|Home | About | Journals | Submit | Contact Us | Français|
MicroRNAs (miRNAs) constitute an important class of regulators that are involved in various cellular and disease processes. However, the functional significance of each miRNA is mostly unknown due to the difficulty in identifying target genes and the lack of genome-wide expression data combining miRNAs, mRNAs and proteins. We introduce a novel database, miRGator, that integrates the target prediction, functional analysis, gene expression data and genome annotation. MiRNA function is inferred from the list of target genes predicted by miRanda, PicTar and TargetScanS programs. Statistical enrichment test of target genes in each term is performed for gene ontology, pathway and disease annotations. Associated terms may provide valuable insights for the function of each miRNA. For the expression analysis, miRGator integrates public expression data of miRNA with those of mRNA and protein. Expression correlation between miRNA and target mRNA/proteins is evaluated and their expression patterns can be readily compared. Our web implementation supports diverse query types including miRNA name, gene symbol, gene ontology, pathway and disease terms. Interfaces for exploring common targets or regulatory miRNAs and for profiling compendium expression data have been developed as well. Currently, miRGator, available at: http://genome.ewha.ac.kr/miRGator/, supports the human and mouse genomes.
MicroRNAs (miRNAs), a family of small noncoding RNAs of ~22 nt in length, constitute an important class of regulators that are involved in diverse cellular processes such as developmental control, apoptosis, cell differentiation and proliferation (1). They are also implicated in various disease processes thus emerging as potential targets of therapeutic intervention (2,3).
Significant efforts have been made to identify miRNAs and their target mRNAs during last several years. Sanger Institute's miRBase serves as the central depository of miRNAs that are experimentally validated (4). The current release, version 10.0, contains over 5000 miRNAs from various organisms including 533 human and 442 mouse miRNAs. However, the function of each miRNA is mostly unknown except a few miRNAs so far, and diverse experimental and computational approaches are being applied to elucidate their functional significance (5,6).
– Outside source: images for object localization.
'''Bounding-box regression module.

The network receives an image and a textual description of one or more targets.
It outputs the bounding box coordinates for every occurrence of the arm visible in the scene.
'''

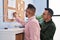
[29,22,40,40]
[13,12,26,26]
[15,16,26,26]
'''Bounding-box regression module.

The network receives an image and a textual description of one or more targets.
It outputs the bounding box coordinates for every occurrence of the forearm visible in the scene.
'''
[15,16,26,26]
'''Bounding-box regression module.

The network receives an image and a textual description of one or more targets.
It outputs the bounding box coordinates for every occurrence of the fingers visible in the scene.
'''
[13,12,17,17]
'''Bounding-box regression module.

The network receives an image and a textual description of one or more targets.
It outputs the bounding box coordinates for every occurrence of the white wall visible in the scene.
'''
[52,17,60,40]
[33,0,47,16]
[49,0,60,15]
[49,0,60,40]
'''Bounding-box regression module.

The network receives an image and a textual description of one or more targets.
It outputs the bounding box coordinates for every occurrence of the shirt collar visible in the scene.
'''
[44,19,52,24]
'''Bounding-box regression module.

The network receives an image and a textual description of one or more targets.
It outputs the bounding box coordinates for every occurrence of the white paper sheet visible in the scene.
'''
[8,0,16,8]
[8,9,15,19]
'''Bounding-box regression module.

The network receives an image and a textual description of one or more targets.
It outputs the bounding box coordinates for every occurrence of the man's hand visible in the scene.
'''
[13,12,18,17]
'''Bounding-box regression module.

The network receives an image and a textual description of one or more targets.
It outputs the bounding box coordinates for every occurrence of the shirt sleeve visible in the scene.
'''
[15,17,26,26]
[29,22,40,40]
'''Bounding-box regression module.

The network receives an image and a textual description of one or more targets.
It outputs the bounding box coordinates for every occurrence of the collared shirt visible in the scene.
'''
[16,16,41,40]
[40,19,56,40]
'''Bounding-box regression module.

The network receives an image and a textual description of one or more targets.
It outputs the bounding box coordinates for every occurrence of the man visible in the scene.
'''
[40,8,56,40]
[13,4,41,40]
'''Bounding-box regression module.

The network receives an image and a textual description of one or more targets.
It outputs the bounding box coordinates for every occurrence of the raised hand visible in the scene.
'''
[13,12,18,17]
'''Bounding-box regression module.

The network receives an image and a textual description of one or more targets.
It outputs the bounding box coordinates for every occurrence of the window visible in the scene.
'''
[3,0,25,22]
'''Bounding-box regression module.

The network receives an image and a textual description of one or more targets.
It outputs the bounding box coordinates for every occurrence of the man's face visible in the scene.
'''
[43,10,51,20]
[26,9,33,17]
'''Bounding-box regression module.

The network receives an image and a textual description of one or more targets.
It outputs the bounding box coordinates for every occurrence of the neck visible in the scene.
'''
[45,18,51,22]
[28,15,34,18]
[28,16,31,18]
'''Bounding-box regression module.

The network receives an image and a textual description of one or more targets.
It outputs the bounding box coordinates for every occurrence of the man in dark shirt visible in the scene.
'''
[40,8,56,40]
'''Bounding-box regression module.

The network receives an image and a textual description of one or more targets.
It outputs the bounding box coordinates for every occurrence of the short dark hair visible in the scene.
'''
[27,4,36,12]
[45,8,54,17]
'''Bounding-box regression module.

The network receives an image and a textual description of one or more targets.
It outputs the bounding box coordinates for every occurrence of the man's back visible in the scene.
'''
[25,16,41,40]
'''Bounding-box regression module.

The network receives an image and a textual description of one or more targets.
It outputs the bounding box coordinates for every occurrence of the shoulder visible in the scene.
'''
[46,21,56,31]
[28,19,40,27]
[50,21,56,27]
[30,18,39,23]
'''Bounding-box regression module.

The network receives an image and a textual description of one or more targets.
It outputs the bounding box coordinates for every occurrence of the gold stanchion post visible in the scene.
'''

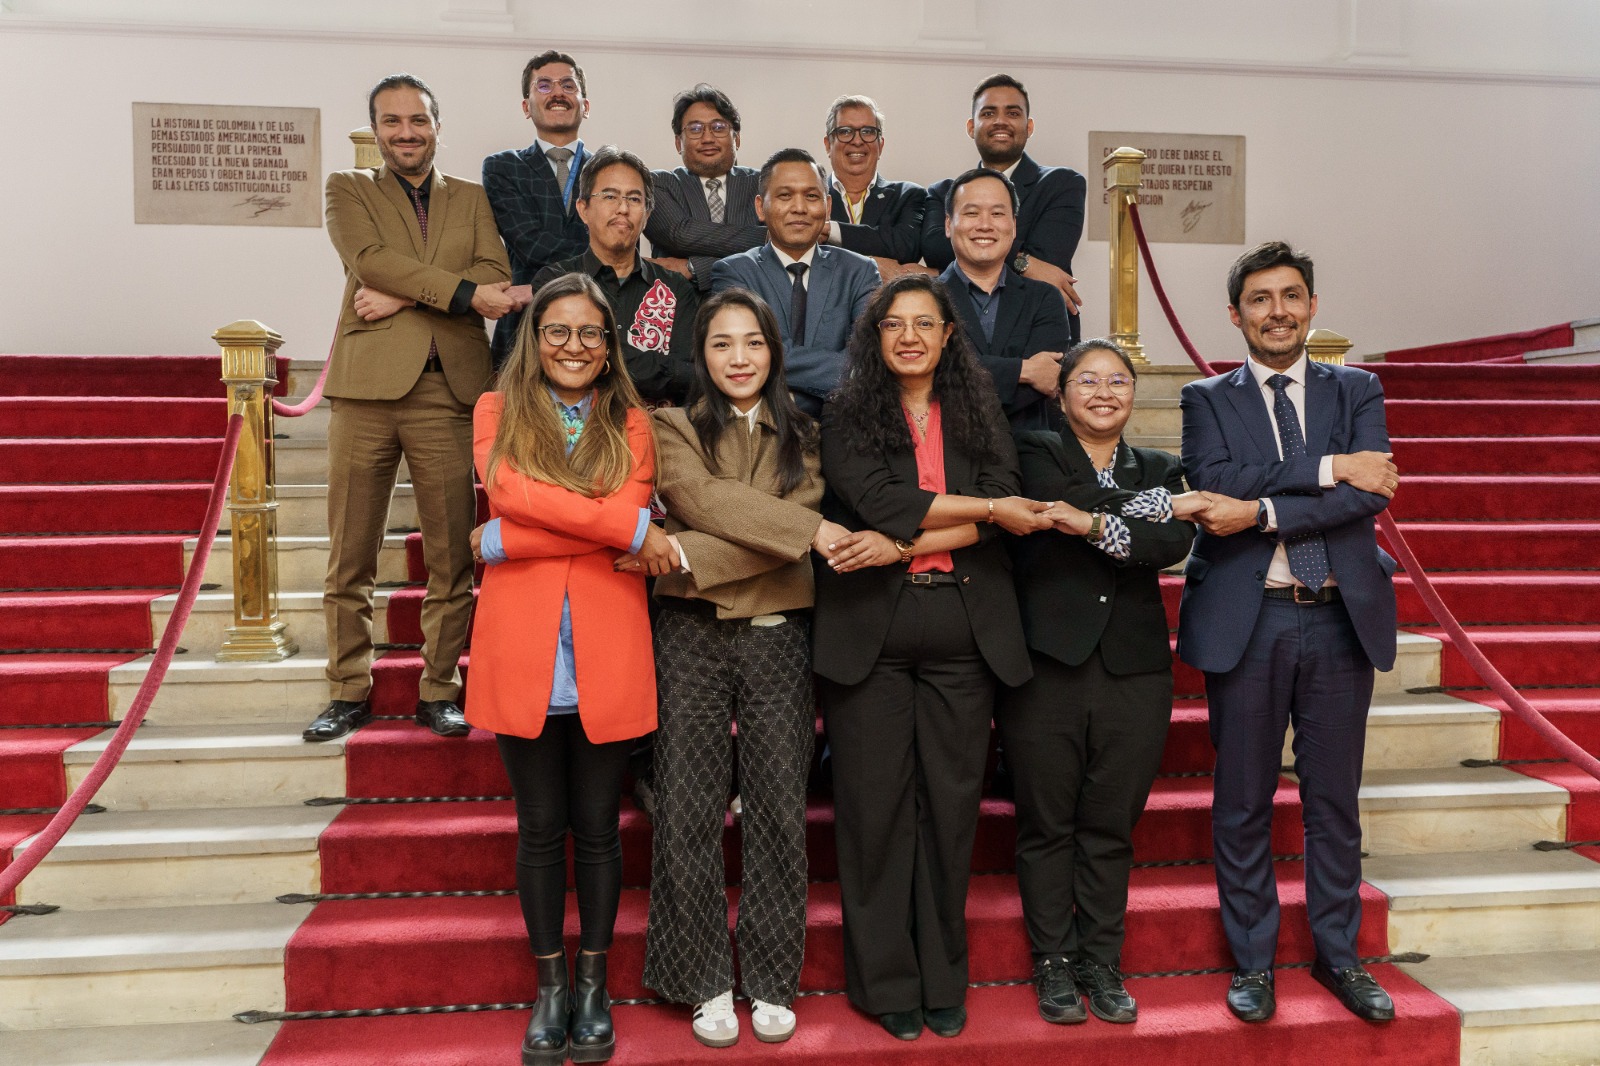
[1306,328,1353,366]
[1104,148,1149,365]
[215,320,299,662]
[349,127,381,169]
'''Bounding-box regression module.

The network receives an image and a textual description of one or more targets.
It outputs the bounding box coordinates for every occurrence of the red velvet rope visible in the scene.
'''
[1124,200,1600,784]
[272,330,332,418]
[0,414,245,901]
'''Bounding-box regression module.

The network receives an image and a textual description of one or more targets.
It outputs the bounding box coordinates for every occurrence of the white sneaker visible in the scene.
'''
[693,990,739,1047]
[750,997,796,1043]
MiRNAs are involved in the regulation of protein expression primarily by binding to one or more target sites on an mRNA transcript and inhibiting translation. Thus, identification of target mRNAs is of utmost importance aspect in understanding miRNA function. Computational prediction of target genes in animal has proven challenging mainly due to imperfect base pairing and the limited length of binding sites (7). PicTar (8) and TargetScanS (9) are two prominent programs that utilize cross-species conservation and the near-perfect complementarity between the 5' seed region of miRNA and the binding sites of target mRNA for the prediction of target mRNAs. Their genome-wide analysis results are available in the UCSC genome browser database (10). Also of utility is Tarbase which is a manually curated collection of experimentally tested miRNA targets in eight organisms (11).
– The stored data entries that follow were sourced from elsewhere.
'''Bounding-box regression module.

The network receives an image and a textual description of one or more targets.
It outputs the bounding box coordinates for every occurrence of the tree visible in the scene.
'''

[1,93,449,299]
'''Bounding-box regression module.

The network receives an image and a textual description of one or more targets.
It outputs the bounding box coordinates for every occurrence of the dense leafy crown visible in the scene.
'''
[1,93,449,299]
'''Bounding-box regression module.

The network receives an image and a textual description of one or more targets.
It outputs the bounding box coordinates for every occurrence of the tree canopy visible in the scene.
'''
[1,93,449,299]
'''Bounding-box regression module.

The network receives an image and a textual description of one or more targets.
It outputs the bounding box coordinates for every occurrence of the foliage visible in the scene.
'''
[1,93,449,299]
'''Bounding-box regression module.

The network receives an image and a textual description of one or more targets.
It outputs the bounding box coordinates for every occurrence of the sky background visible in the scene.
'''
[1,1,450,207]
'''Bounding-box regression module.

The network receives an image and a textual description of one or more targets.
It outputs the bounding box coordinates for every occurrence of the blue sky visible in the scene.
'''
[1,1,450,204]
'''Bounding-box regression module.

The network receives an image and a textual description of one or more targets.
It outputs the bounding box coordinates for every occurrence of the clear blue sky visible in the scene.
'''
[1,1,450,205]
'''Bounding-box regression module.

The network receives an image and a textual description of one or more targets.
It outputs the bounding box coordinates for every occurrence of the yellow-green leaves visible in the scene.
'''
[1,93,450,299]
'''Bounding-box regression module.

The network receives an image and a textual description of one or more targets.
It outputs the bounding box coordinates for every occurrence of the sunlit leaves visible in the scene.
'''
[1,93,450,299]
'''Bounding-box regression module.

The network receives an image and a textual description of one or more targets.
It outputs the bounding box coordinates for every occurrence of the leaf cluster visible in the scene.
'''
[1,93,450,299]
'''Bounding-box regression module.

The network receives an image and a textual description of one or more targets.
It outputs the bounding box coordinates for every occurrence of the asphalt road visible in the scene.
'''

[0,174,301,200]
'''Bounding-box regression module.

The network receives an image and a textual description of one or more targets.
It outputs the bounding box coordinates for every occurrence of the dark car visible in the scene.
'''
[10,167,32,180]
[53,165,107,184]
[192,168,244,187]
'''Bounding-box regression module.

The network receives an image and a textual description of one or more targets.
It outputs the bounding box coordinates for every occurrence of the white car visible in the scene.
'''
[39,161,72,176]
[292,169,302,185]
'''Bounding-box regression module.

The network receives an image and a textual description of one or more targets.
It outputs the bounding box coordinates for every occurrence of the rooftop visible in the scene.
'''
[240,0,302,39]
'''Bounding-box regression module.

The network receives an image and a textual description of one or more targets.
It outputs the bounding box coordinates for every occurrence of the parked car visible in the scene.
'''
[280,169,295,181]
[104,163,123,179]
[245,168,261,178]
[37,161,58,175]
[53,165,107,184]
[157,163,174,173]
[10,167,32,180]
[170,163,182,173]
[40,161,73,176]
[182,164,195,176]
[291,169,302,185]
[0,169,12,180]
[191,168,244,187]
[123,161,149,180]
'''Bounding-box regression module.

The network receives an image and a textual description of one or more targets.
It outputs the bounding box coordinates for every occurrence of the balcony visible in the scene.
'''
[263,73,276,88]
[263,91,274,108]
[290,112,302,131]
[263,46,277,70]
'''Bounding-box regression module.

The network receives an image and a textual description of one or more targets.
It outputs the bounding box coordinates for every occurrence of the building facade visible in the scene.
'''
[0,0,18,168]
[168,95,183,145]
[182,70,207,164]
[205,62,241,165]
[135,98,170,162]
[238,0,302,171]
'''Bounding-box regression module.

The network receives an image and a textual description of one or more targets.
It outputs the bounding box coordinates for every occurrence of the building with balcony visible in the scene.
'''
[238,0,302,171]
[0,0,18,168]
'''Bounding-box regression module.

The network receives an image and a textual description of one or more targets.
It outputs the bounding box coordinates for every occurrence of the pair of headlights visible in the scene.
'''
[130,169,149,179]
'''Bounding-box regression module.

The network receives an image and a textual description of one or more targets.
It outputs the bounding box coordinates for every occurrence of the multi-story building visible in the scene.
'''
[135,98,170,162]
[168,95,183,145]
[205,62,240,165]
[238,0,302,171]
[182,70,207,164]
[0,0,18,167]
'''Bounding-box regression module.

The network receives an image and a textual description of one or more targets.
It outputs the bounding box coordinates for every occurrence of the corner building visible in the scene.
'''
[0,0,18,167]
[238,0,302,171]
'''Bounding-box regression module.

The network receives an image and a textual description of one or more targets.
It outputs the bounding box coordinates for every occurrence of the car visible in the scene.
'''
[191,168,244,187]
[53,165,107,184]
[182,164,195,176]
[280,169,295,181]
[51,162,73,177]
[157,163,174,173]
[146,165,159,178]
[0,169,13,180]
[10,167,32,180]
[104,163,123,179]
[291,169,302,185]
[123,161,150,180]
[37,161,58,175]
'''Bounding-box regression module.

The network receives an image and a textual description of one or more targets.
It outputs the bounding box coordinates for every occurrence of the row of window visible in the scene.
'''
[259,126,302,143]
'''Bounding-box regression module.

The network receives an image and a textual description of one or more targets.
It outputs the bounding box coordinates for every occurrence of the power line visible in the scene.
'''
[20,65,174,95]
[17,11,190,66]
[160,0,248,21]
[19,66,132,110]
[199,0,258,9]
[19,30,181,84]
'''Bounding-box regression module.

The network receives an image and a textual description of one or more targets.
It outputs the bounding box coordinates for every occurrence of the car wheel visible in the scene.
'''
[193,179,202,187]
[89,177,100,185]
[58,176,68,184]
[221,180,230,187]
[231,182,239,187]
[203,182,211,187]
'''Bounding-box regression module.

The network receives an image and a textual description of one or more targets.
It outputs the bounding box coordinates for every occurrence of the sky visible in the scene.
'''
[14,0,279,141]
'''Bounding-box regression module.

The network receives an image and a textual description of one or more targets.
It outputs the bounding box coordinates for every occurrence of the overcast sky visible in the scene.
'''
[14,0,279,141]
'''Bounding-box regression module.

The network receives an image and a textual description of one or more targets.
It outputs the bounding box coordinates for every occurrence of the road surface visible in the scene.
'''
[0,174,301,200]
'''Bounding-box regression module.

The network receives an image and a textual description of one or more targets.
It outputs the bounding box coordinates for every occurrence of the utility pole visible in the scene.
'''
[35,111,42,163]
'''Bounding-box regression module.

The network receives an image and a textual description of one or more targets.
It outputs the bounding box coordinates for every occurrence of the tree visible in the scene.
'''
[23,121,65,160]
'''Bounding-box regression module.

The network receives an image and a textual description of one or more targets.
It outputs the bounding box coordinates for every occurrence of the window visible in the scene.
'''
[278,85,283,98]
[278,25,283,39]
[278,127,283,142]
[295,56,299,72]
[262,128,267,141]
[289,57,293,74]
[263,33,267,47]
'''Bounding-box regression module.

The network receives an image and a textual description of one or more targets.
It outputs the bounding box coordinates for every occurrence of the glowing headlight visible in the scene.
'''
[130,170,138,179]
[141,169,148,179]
Recent databases on miRNAs tend to combine the compilation of miRNA with target prediction modules. miRBase has added the target prediction feature as well using the miRanda algorithm (12). Argonaute provides compiled information on miRNAs of human, mouse and rat (13). miRNAMap offers an enhanced interface for known and predicted miRNAs (14). Argonaute and miRNAMap provide the expression profiles of known miRNAs although the coverage to date is rather limited. miRGen is a new addition to this list with many convenient features (15). It supports more organisms, diverse types of gene id, and most of the leading target prediction programs including miRanda, PicTar, TargetScanS, DIANA-microT (16). A unique interface allows users to find the clusters of miRNAs at any interval of chromosomes.
Still, the current state is that most databases available in public so far are simple collection of miRNA-related information such as miRNA itself and target binding. No systematic approach has been made for functional interpretation of miRNA targets. Even though several databases include expression information of miRNAs, the coverage is quite limited, failing to integrate most of the high-throughput experimental results (11,13).
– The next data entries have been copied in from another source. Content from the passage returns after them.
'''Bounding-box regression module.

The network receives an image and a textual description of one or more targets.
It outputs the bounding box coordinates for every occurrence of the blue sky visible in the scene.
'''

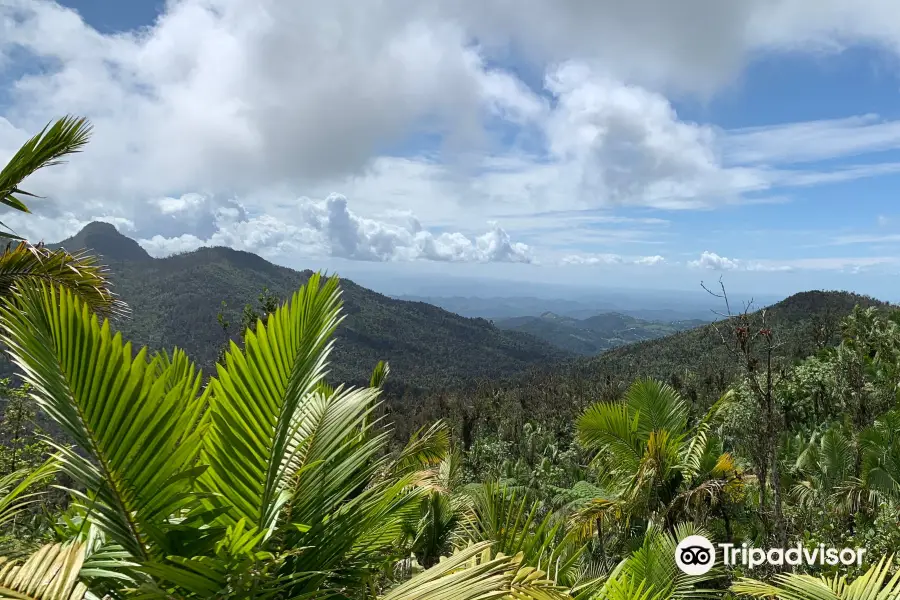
[4,0,900,299]
[55,0,163,32]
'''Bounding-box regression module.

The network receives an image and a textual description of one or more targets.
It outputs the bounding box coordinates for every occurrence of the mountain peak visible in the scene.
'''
[79,221,120,236]
[768,290,889,315]
[50,221,152,262]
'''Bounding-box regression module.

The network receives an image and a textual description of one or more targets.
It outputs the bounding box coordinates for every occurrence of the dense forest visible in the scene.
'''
[4,118,900,599]
[494,312,708,356]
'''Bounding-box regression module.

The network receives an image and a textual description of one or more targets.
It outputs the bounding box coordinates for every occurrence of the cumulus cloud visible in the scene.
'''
[138,194,532,264]
[0,4,896,206]
[543,64,740,208]
[688,251,794,272]
[687,250,900,273]
[4,0,900,265]
[634,255,667,266]
[560,253,665,266]
[689,251,742,271]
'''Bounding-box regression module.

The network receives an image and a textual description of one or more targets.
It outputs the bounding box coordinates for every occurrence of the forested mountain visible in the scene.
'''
[49,222,572,388]
[48,222,888,405]
[569,288,888,390]
[386,287,891,444]
[496,311,708,355]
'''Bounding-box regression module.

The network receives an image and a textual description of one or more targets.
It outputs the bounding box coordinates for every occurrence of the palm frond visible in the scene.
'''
[0,116,92,239]
[733,554,900,599]
[617,523,721,599]
[200,272,343,531]
[390,421,452,480]
[278,384,424,589]
[624,379,689,439]
[578,401,643,477]
[0,242,127,318]
[0,283,207,561]
[370,360,390,388]
[0,542,88,600]
[0,457,58,529]
[461,483,583,585]
[590,573,667,600]
[381,542,570,600]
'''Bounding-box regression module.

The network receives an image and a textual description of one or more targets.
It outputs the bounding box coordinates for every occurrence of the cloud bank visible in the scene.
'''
[4,0,900,276]
[138,194,532,264]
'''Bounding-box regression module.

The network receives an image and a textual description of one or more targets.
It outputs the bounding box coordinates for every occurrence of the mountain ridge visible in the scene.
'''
[47,222,573,388]
[395,294,722,322]
[45,222,894,398]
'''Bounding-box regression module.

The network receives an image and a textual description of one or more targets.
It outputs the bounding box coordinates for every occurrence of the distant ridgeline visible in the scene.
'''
[0,221,889,444]
[41,223,890,390]
[495,311,709,355]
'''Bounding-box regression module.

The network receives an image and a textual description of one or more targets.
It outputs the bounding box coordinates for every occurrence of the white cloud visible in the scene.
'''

Here, we introduce an integrated database and web interface for functional annotation of miRNAs that encompasses expression, function, pathway, disease terms as well as miRNA targeting. Three prediction programs (miRanda, PicTar and TargetScanS) are used for target prediction and their result may be combined in a Boolean logic.
Mechanistic understanding of miRNA functions has relied on the properties of a single key target gene in a regulatory or signaling pathway so far. However, since an animal miRNA is expected to target several hundred genes on average (9), it is possible that a single miRNA targets several genes of related functions. Even though it remains to be determined whether or not simultaneous targeting of related genes is the norm and provides a coordinated control mechanism as often seen in the transcriptional regulation, functional relationship between target genes is certainly valuable information in exploring functional significance of each miRNA. In this context, miRGator provides a utility for statistical enrichment test of miRNA targets in a number of annotation categories such as the gene ontology (GO) function (17), GenMAPP and KEGG pathways (18,19), and various diseases.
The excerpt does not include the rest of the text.